D’altra parte l’oggettivismo della natura in Pascoli sfocia nel simbolismo . In Novembre il paesaggio è
simbolo della vanità delle cose, L’assiuolo, invece, rappresenta la morte, la Digitale purpurea
simboleggia il peccato.
Nell’Assiuolo Pascoli rompe la barriera fra determinato e indeterminato. Molte parole non vengono
scelte per la loro funzione e per il loro significato, ma per il loro suono o per le immagini che
evocano.
Il gelsomino notturno, splendido fiore che schiude i suoi petali solo di notte, spande il suo profumo in
tutto l’ambiente circostante, mentre le farfalle notturne volano, gli uccelli dormono sereni nei loro nidi,
l’erba nasce. Tutto tace e tutto riposa. All’alba i petali del gelsomino si schiudono; al suo interno,
nascosta e protetta, si cova una “felicità nuova”, che si oppone alle immagini o alle parole che evocano
la morte. (penso ai miei cari, erba sulle fosse)
La prima immagine che compare nella lirica è quella del gelsomino notturno, in un’atmosfera
crepuscolare (quindi indeterminata) ove si stagliano i viburni e le farfalle (determinate)
Il gelsomino non viene mai nominato all’interno del componimento se non nel titolo. Il gelsomino è,
infatti, simbolo del concepimento: nella sua “urna molle e segreta” è racchiusa una “felicità nuova”,
come nel ventre materno è protetta e nutrita una nuova vita. L’ape rappresenta forse il poeta, che si
sente escluso dal rito di fecondazione e dall’amore e preferisce osservare piuttosto che agire, pensare ai
suoi cari, all’infanzia, al nido, dove ci si sente sicuri e difesi come gli occhi sono protetti dalle ciglia.
Secondo alcuni critici, il legame con la famiglia d’origine non permette all’io lirico di crescere e di
maturare, non gli consente di vivere la sessualità in modo maturo, lo porta a considerare l’atto d’amore
come una causa della rovina di una bellezza che prima era pura e incontaminata.

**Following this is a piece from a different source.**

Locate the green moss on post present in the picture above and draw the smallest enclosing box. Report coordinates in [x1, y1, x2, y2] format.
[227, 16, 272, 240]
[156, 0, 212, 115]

Come conferma di
questa tesi i critici si soffermano sui petali del gelsomino “un poco gualciti” e rovinati; sul termine “si
cova” (v. 22), più animalesco che umano. Però questi stessi termini possono essere interpretati
diversamente. Gualciti come i cuscini, si cova per il parallelismo fra vita animale e vita umana. La stessa
ape fa pensare al modo in cui si spiega la procreazione ai bambini. Quindi tutto va letto alla luce della
poetica del fanciullino, anche la stessa paratassi e la lingua.
La lingua di Pascoli è definita dal critico Contini , pregrammaticale oltre che collegabile al
fonosimbolismo : molte parole vengono, infatti, scelte più per il loro suono che per il loro significato.
(chiù, viburni : il suono cupo della u) A livello lessicale si nota quanto l’autore voglia ricercare e usare
‘ la’ parola nuova, una parola semplice ma significativa che possa riprodurre la visione del mondo tipica
del fanciullino. Il registro utilizzato è, infatti, semplice e quotidiano; molti termini appartengono al
campo semantico della natura, in particolare all’ambito botanico e floreale.